His directorial debut having initially passed through other hands. When the film came to Fellini it was as a revised version of a treatment first written by Michelangelo Antonioni in 1949. At which time, the film's producer commissioned Fellini to rework the script. Its subsequent rejection by Antonioni led the film back to Fellini, and alongside Ennio Flaiano, it was re-worked into a spirited and lighthearted satire on the life of a newlywed couple. This would be the first of many fruitful collaborations between Flaiano, Tullio Pinelli, and Fellini, the three men co-writing the screenplays of some ten films over the ensuing decades. In the first of another decades-spanning collaborations, the film highlighted the music of its composer, Nino Rota, who along with Mastroianni, and Fellini's future wife, actress Giulietta Masina, would all become constants in both his filmic and private worlds. One year following, what's considered the first of Fellini's films wholly his own, "I Vitelloni" found great favor with critics and a receptive public after its Silver Lion win (alongside Aleksandr Ptushko's "Sadko", Marcel Carné's "Thérèse Raquin", and Kenji Mizoguchi's "Ugetsu") at the 14th Venice International Film Festival. From here, flying over the expanse of a filmmography too rich and nuanced to surmise, a valiant and intimate account by Anthony Lane for the New Yorker, “A Hundred Years of Fellini”, borders as close to perfection as one could ask. Moving at varied trajectories through specific works, and eras, Sight & Sound’s centennial feature, “The Circus of Life: The Many Faces of Federico Fellini”, offers up a richer array of particulars. In a quartet of pieces, they break down the maestro into four concurrent aspects, first beginning with his relationship to the Italian Neorealist movement, "Part One: The Neorealist", and the studio that was his great enabler, "Part Two: The Felliniesque and Cinecitta Studio".

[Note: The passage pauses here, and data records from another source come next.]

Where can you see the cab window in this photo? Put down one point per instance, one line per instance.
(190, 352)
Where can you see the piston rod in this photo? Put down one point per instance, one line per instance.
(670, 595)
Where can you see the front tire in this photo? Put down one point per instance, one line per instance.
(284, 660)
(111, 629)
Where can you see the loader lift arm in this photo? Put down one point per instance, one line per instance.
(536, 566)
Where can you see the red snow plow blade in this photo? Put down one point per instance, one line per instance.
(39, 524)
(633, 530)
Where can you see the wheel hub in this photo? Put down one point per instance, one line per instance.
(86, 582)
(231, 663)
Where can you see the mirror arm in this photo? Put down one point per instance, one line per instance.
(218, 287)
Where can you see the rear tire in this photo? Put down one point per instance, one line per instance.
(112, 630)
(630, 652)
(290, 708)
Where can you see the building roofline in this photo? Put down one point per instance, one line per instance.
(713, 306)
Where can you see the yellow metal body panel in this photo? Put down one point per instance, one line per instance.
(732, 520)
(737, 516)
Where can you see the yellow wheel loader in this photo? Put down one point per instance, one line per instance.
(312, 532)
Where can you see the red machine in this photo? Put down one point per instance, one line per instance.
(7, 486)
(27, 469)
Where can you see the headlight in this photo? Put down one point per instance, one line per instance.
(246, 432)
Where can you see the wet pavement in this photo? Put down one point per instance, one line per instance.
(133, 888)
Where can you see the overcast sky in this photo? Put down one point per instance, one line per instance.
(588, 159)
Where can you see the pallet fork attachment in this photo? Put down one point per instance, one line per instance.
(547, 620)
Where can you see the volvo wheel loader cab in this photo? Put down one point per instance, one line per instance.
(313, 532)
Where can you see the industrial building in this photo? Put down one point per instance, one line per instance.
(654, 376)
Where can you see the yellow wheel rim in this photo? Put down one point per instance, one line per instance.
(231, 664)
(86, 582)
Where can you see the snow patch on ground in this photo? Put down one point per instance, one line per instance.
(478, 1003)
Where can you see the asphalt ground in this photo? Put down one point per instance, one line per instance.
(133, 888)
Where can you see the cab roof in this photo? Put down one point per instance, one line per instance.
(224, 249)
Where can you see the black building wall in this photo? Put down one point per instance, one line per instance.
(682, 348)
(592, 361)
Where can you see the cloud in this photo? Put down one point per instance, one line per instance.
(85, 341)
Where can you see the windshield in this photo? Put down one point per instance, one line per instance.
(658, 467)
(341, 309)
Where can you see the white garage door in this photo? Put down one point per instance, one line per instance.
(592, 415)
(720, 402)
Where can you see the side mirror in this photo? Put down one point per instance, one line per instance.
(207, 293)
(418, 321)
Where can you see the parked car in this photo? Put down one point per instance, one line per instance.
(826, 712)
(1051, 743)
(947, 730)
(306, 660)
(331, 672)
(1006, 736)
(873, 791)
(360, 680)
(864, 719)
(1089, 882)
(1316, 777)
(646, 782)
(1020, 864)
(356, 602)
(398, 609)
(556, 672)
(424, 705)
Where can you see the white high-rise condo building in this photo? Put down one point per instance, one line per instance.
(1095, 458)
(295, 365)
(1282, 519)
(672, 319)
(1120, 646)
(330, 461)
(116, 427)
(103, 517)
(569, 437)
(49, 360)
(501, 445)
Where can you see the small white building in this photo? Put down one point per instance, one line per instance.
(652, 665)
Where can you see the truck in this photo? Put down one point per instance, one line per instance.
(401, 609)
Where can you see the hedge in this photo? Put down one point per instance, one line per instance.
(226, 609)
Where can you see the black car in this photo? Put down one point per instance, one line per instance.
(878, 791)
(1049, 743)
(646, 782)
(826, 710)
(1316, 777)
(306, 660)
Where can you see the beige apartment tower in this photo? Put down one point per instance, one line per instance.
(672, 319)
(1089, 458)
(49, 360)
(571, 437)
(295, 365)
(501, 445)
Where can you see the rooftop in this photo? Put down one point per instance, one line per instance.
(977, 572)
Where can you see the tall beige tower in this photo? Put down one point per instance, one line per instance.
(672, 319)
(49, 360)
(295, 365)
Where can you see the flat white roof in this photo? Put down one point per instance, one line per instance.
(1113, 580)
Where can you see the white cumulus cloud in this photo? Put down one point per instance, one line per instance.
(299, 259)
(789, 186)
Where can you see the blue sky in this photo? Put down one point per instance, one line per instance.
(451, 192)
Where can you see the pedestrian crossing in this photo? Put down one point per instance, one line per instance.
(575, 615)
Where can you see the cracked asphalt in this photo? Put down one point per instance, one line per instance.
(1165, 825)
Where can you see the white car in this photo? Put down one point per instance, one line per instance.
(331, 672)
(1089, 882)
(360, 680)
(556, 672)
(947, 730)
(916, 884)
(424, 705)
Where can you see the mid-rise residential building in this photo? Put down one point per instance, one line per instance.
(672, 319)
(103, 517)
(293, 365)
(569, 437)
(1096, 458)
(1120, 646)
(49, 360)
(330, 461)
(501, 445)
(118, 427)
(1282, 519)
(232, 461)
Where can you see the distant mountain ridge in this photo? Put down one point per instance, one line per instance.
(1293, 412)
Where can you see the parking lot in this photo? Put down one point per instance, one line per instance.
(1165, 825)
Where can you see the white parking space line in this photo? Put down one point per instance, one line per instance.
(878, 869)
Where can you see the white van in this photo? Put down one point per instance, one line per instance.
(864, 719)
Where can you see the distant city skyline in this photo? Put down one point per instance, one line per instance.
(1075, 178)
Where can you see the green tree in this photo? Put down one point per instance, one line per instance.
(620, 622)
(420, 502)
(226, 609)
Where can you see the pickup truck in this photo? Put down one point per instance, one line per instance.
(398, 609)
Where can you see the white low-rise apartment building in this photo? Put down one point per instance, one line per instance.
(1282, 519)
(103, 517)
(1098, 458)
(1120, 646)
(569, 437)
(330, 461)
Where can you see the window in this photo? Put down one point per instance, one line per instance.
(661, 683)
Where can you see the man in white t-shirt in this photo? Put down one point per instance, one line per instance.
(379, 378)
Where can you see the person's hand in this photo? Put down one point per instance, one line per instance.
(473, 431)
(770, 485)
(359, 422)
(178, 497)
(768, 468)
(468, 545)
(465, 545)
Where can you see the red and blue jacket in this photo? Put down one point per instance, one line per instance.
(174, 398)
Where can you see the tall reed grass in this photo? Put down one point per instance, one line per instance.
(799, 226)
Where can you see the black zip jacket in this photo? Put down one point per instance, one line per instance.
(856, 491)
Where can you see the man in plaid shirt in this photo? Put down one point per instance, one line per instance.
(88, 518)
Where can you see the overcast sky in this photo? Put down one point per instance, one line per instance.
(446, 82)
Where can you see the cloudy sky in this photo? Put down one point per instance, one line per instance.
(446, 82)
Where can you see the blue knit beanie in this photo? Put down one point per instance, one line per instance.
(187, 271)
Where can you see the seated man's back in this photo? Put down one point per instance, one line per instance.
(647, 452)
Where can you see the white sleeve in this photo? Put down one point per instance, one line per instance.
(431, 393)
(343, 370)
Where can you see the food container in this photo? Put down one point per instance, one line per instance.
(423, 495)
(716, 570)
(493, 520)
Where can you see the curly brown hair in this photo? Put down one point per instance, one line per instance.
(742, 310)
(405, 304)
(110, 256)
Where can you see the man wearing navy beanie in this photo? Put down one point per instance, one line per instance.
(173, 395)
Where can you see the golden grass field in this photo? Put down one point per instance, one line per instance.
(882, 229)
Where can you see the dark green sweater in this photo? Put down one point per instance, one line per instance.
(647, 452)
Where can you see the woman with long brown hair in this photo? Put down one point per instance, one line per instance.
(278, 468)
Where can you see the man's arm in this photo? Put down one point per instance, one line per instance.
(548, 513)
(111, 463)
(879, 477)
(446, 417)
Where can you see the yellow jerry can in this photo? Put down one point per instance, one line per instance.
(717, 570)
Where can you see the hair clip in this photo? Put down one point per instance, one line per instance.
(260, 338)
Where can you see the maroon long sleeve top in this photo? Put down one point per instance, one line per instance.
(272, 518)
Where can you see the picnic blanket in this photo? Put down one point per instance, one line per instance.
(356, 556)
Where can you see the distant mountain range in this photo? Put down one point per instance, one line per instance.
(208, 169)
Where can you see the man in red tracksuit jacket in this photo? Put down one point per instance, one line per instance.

From there we get a complex portrait of Fellini the man, both behind the camera and as a private and public citizen, "Part Three: Federico by Fellini", and the cast of regular collaborators and cohorts in his art, considered as both a theatre production company and extended family, "Part Four: La Famiglia Fellini". Foremost among them, the writing team of Ennio Flaiano and Tullio Pinelli, which he retained from his earliest collaborations, alongside composer Nino Rota, production and costume designer Danilo Donati who's work appeared on many of the director’s more visually extravagant films, alongside Norma Giacchero for script supervision and continuity, actress Giulietta Masina, and Fellini's avatar and surrogate, Marcello Mastroianni. In an excerpt from a 1964 interview around "La Dolce Vita"'s production, The Criterion Collection presents this rich and disarmingly personal account of, "Marcello Mastroianni on Fellini". Further reading hosted by Criterion appears in a series of essential essays on the director's central films, "La Dolce Vita: Tuxedos at Dawn", "8 ½: When “He” Became “I”", "8½: A Film with Itself as Its Subject", "Paolo Sorrentino on Fellini’s Roma", "Roma, Rome: Fellini's City", "Amachord's Satire of Italian Provincial Life", "The Nights of Cabiria: My Kind of Clown", and "Fellini Satyricon: Not Just Friends". Of which, a majority will appear in Greg Olson's post-centennial retrospective at SIFF Cinema, including Fellini's two semi-autobiographical masterpieces, "La Dolce Vita" and "8 1/2", along with a set of earlier films, "Toby Dammit", and his first breakout, "I Vitelloni". From there, the series presents mid-period classics like "La Strada", "The Nights of Cabiria", and "Amarcord", fleshing out the body of his theatrical cinematic world with "Ginger and Fred", and "Juliet of the Spirits".